Aber erst ab dem Flughafen!
Außerdem könnte wir auf Kosten der Steuerzahler übernachten und obendrein noch den nicht genutzten Rückflug am Abend erstattet bekommen und von den Steuern abziehen. Nicht zu vergessen Flüge an den Folgetagen


----------



## Cerberus (5 November 2008)

maweri schrieb:


> Aber erst ab dem Flughafen!
> Außerdem könnte wir auf Kosten der Steuerzahler übernachten und obendrein noch den nicht genutzten Rückflug am Abend erstattet bekommen und von den Steuern abziehen. Nicht zu vergessen Flüge an den Folgetagen


 
Und die ganzen Bonus-Meilen, die man sammeln könnte!! *ROFL*


----------



## Rainer Hönle (5 November 2008)

Und das Bier nicht zu vergessen  Nicht dass wir immer auf das Forumtreffen warten müssen


----------



## Cerberus (5 November 2008)

Rainer Hönle schrieb:


> Nicht dass wir immer auf das Forumtreffen warten müssen


 
Wir hätten doch dann unsere Parteitage!


----------



## maxi (5 November 2008)

Verdient ihr so wenig?
Hatte mir bei der Umfragegruppe ein deutlich hohes Ergebniss der FDP erwartet. :O)


----------



## Cerberus (5 November 2008)

eYe hätte auch mehr Nichtwähler erwartet!


----------



## eYe (5 November 2008)

Cerberus schrieb:


> eYe hätte auch mehr Nichtwähler erwartet!



Naja hier im Forum kurz klicken ist was anderes als wirklich hingehen, ich hab ja auch gewählt und in Wahrheit werde ich wohl wieder zu faul sein


----------



## Ralle (5 November 2008)

maxi schrieb:


> Verdient ihr so wenig?
> Hatte mir bei der Umfragegruppe ein deutlich hohes Ergebniss der FDP erwartet. :O)

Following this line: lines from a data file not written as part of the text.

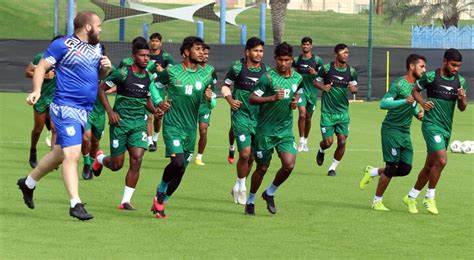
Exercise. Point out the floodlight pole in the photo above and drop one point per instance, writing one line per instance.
(369, 68)
(222, 22)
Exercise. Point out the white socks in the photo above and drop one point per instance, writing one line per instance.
(430, 193)
(334, 164)
(30, 182)
(413, 193)
(376, 199)
(155, 136)
(374, 172)
(127, 194)
(74, 201)
(100, 158)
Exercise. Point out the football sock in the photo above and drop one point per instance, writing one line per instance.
(251, 198)
(271, 190)
(127, 194)
(374, 172)
(334, 164)
(155, 136)
(162, 187)
(74, 201)
(87, 159)
(100, 158)
(376, 199)
(413, 193)
(430, 193)
(241, 184)
(30, 182)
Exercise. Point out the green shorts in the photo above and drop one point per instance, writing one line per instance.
(179, 141)
(264, 146)
(308, 103)
(334, 123)
(128, 134)
(436, 138)
(396, 145)
(96, 123)
(42, 105)
(205, 117)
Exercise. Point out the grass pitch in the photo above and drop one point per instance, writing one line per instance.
(318, 216)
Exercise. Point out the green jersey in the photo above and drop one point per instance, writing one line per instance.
(442, 91)
(186, 89)
(244, 119)
(132, 93)
(276, 118)
(400, 117)
(49, 85)
(302, 66)
(335, 101)
(204, 107)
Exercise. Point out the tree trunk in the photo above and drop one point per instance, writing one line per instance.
(278, 19)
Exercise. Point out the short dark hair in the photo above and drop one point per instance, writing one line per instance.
(452, 55)
(57, 37)
(339, 47)
(83, 18)
(283, 49)
(307, 39)
(413, 59)
(189, 42)
(155, 35)
(253, 42)
(140, 46)
(138, 39)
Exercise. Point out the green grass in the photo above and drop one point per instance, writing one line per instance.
(33, 19)
(318, 216)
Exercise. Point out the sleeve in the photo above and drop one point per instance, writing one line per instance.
(463, 83)
(424, 80)
(262, 85)
(170, 60)
(388, 101)
(56, 51)
(117, 76)
(354, 77)
(232, 74)
(322, 73)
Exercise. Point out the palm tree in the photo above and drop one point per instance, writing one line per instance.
(449, 10)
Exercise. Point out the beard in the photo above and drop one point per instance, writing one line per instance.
(93, 37)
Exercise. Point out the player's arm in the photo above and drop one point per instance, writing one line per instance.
(226, 91)
(353, 83)
(264, 86)
(318, 82)
(416, 92)
(111, 81)
(389, 100)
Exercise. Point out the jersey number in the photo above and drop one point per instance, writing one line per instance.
(188, 89)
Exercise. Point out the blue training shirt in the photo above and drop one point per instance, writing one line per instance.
(77, 66)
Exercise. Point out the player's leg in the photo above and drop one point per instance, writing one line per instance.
(230, 157)
(203, 126)
(302, 126)
(86, 149)
(151, 144)
(131, 179)
(244, 166)
(39, 120)
(327, 132)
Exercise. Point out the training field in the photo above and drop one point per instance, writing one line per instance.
(318, 216)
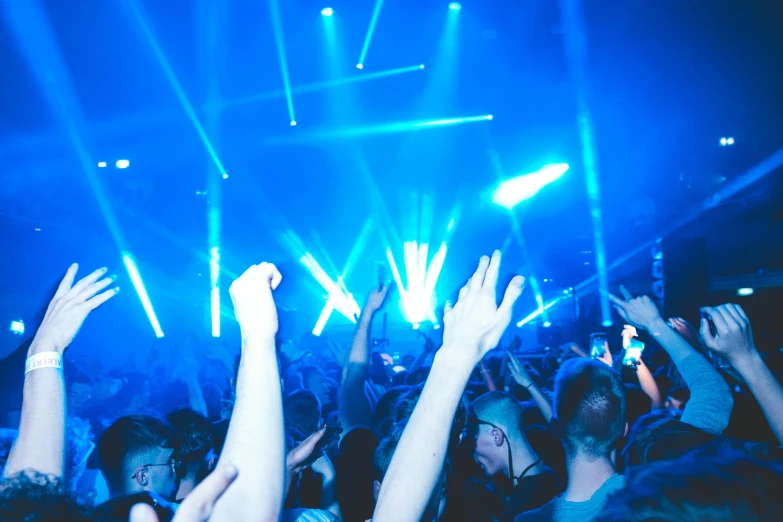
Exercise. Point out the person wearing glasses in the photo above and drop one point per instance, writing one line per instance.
(138, 454)
(502, 451)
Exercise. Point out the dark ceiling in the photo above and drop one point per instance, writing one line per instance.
(666, 81)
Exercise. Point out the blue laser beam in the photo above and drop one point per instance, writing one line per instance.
(138, 285)
(146, 31)
(376, 13)
(277, 29)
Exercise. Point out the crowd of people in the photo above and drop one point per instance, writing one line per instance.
(468, 430)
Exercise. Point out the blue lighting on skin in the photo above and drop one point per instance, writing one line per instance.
(511, 192)
(175, 85)
(277, 29)
(138, 284)
(376, 13)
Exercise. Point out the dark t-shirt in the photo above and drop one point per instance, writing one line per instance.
(355, 475)
(531, 493)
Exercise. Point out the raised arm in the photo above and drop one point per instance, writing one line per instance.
(471, 329)
(41, 442)
(355, 409)
(523, 379)
(709, 407)
(733, 339)
(255, 442)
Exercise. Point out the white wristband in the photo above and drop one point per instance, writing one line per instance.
(43, 360)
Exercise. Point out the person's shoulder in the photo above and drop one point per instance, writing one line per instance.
(544, 513)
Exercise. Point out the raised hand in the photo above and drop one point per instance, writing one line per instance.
(733, 337)
(70, 306)
(254, 305)
(197, 507)
(518, 371)
(475, 324)
(640, 312)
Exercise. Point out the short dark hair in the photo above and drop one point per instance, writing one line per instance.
(589, 407)
(721, 488)
(33, 496)
(193, 432)
(127, 436)
(302, 411)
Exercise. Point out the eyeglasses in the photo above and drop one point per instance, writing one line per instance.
(177, 467)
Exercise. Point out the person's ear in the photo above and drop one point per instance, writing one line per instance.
(142, 477)
(497, 436)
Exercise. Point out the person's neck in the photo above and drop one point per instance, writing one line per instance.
(523, 456)
(586, 476)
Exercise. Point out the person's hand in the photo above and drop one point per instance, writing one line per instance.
(197, 507)
(733, 337)
(302, 456)
(628, 333)
(640, 312)
(376, 298)
(254, 305)
(518, 371)
(69, 307)
(475, 324)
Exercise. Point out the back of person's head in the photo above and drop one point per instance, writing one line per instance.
(666, 439)
(131, 442)
(385, 414)
(589, 407)
(501, 409)
(193, 434)
(694, 488)
(302, 410)
(30, 496)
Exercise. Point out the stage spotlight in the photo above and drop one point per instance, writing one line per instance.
(17, 327)
(509, 193)
(138, 284)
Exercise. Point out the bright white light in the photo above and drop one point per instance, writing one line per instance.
(17, 327)
(419, 294)
(338, 297)
(509, 193)
(214, 296)
(138, 284)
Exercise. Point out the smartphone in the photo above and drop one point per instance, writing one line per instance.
(633, 353)
(598, 344)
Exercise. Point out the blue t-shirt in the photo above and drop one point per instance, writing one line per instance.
(560, 510)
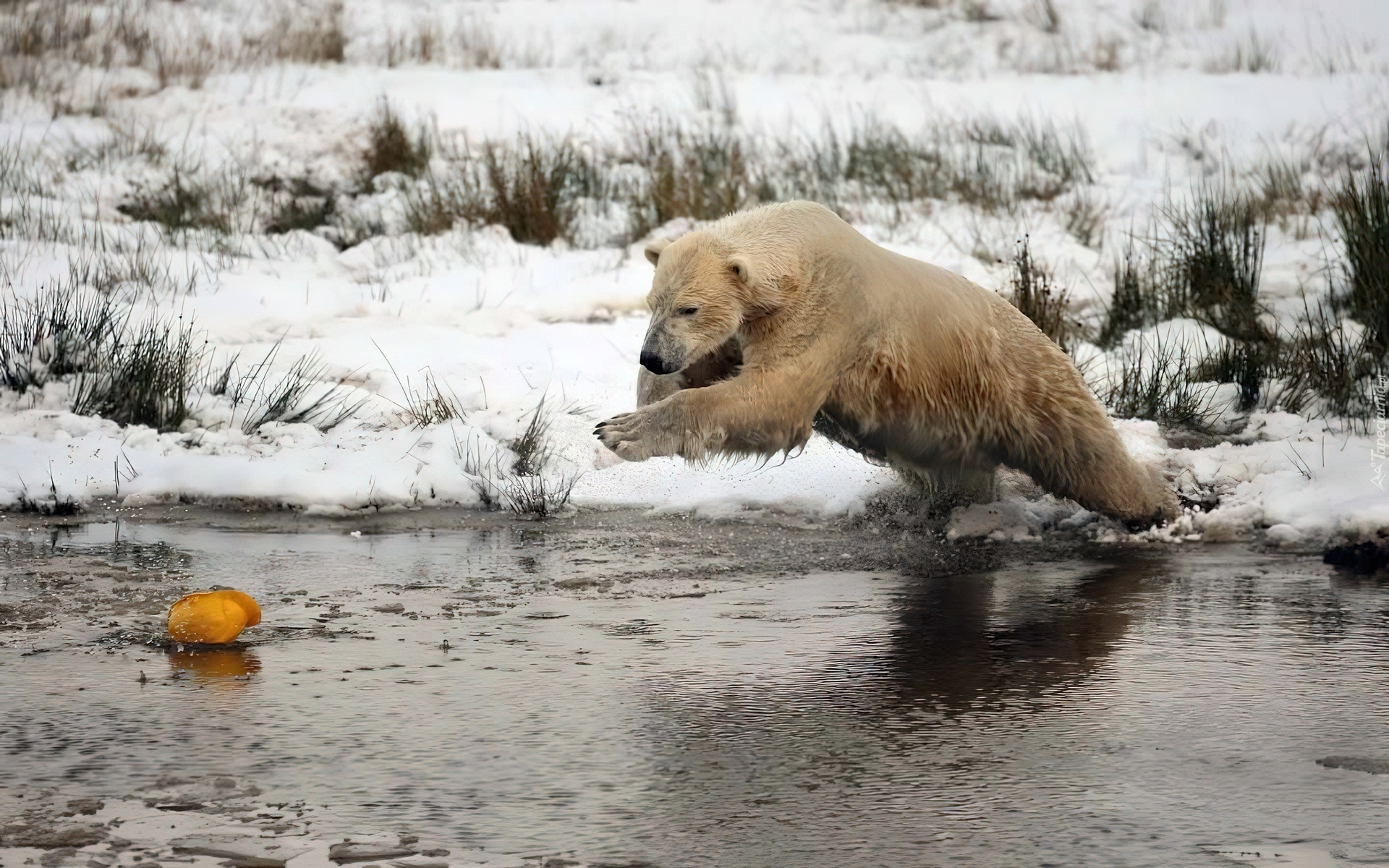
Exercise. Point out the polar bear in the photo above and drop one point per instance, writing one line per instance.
(782, 320)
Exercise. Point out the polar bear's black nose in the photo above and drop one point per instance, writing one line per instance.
(655, 363)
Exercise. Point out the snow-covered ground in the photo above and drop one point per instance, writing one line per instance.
(1162, 88)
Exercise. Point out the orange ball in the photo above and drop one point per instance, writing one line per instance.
(213, 617)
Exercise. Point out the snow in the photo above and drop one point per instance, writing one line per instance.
(502, 326)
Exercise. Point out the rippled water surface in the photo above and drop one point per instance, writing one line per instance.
(1132, 712)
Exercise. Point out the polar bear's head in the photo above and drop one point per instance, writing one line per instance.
(700, 297)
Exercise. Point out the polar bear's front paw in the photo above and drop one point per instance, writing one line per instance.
(635, 436)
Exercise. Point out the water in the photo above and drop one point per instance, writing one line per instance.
(1156, 710)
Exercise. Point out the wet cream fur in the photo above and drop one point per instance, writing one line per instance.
(910, 362)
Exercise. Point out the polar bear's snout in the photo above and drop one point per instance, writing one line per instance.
(660, 352)
(656, 365)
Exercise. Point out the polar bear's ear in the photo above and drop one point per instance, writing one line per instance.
(741, 270)
(653, 250)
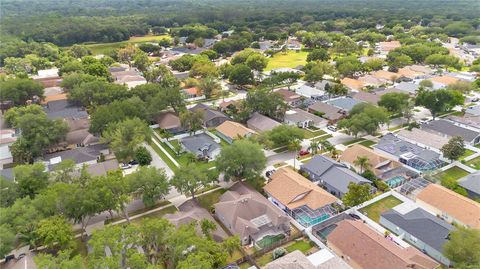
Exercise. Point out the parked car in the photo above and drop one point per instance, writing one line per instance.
(332, 128)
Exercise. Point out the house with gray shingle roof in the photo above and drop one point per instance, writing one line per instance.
(331, 175)
(419, 228)
(449, 129)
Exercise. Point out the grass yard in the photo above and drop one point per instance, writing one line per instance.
(207, 200)
(467, 153)
(373, 211)
(102, 48)
(291, 59)
(367, 143)
(474, 163)
(454, 173)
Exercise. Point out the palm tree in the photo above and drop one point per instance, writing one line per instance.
(362, 162)
(314, 146)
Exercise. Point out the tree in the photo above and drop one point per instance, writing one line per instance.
(357, 194)
(242, 159)
(318, 55)
(190, 178)
(317, 71)
(364, 117)
(19, 90)
(209, 86)
(143, 156)
(463, 248)
(31, 179)
(394, 102)
(439, 101)
(363, 162)
(55, 233)
(454, 149)
(241, 74)
(149, 183)
(284, 135)
(125, 137)
(192, 121)
(207, 226)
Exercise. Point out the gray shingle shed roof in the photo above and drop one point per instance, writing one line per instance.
(450, 129)
(422, 225)
(334, 173)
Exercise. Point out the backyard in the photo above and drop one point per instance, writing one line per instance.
(102, 48)
(291, 59)
(453, 173)
(373, 211)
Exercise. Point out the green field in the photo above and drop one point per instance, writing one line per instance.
(101, 48)
(291, 59)
(373, 211)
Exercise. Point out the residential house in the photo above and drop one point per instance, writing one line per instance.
(48, 77)
(201, 145)
(471, 183)
(449, 130)
(392, 172)
(327, 111)
(344, 103)
(303, 119)
(302, 199)
(82, 155)
(230, 130)
(419, 228)
(290, 98)
(246, 213)
(423, 139)
(449, 205)
(170, 122)
(312, 93)
(353, 84)
(443, 81)
(193, 93)
(362, 247)
(191, 211)
(332, 176)
(407, 87)
(322, 259)
(7, 138)
(418, 158)
(211, 117)
(261, 123)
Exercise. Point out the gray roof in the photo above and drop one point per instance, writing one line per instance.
(471, 182)
(63, 109)
(260, 122)
(79, 155)
(422, 225)
(407, 87)
(200, 143)
(448, 128)
(333, 173)
(345, 103)
(397, 147)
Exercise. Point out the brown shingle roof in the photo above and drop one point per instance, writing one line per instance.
(233, 129)
(360, 245)
(287, 186)
(458, 206)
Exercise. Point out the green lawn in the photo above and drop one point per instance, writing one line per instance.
(374, 210)
(101, 48)
(467, 153)
(291, 59)
(207, 200)
(454, 173)
(474, 163)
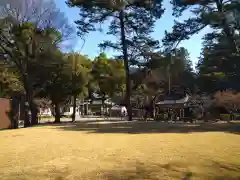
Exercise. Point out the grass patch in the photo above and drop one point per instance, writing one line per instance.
(121, 151)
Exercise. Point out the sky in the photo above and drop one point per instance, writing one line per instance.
(90, 48)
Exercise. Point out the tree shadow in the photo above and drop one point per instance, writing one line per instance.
(137, 127)
(51, 173)
(174, 170)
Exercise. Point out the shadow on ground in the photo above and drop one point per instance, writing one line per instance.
(144, 171)
(137, 127)
(137, 171)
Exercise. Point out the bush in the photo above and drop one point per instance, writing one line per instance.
(225, 117)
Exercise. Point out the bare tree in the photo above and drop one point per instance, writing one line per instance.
(44, 14)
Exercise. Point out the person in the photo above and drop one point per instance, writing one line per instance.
(123, 111)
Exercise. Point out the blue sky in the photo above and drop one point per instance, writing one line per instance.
(165, 23)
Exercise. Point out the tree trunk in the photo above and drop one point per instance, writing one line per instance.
(57, 113)
(74, 107)
(226, 28)
(30, 119)
(126, 65)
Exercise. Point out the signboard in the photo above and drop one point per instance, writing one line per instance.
(186, 2)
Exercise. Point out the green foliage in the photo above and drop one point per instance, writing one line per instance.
(208, 13)
(109, 75)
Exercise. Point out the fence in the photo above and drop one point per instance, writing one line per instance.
(11, 111)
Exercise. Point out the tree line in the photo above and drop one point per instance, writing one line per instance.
(35, 36)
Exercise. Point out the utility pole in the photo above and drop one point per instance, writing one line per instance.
(126, 64)
(74, 76)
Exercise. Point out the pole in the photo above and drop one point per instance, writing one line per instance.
(74, 75)
(126, 65)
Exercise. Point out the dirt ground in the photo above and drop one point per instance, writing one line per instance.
(119, 150)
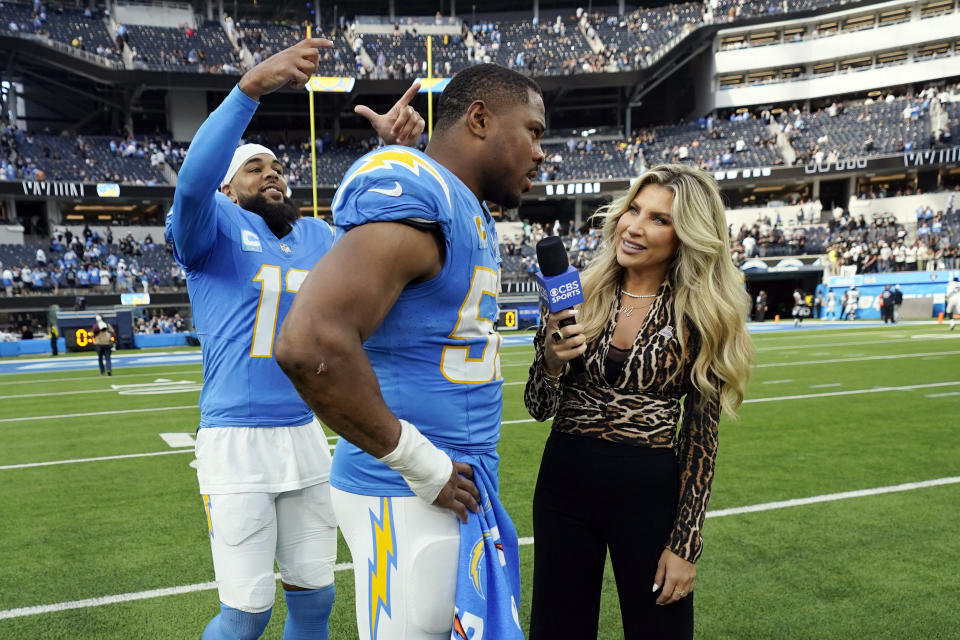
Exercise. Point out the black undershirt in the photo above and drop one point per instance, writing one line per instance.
(614, 362)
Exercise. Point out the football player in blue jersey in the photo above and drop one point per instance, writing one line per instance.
(391, 341)
(263, 461)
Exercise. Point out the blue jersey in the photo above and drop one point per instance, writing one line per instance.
(436, 354)
(241, 279)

Na mich wundert eher der hohe SPS-Anteil, da hätte ich glatt eine 0 erwartet. 

Aber mal ehrlich, mobben (Beck), verschleißen (Platzek), Wähler bescheißen (Ypsilanti), das alles bekommen FDP und CDU/CSU auch hin, scheint groß in Mode zu sein, siehe Bayern. *ROFL*


----------



## maxi (5 November 2008)

Ralle schrieb:


> scheint groß in Mode zu sein, siehe Bayern. *ROFL*


 

Hey! Mogst Gutti`s oder Watschn?
Aber Gutti`s sind grad aus.

*smiles*

--

Ja der hohe SPD Anteil verwundet mich auch.
wird hier jedoch die persönlichkeiten von Programmierern betrachtet ist es durchaus repränsativ *fg*


----------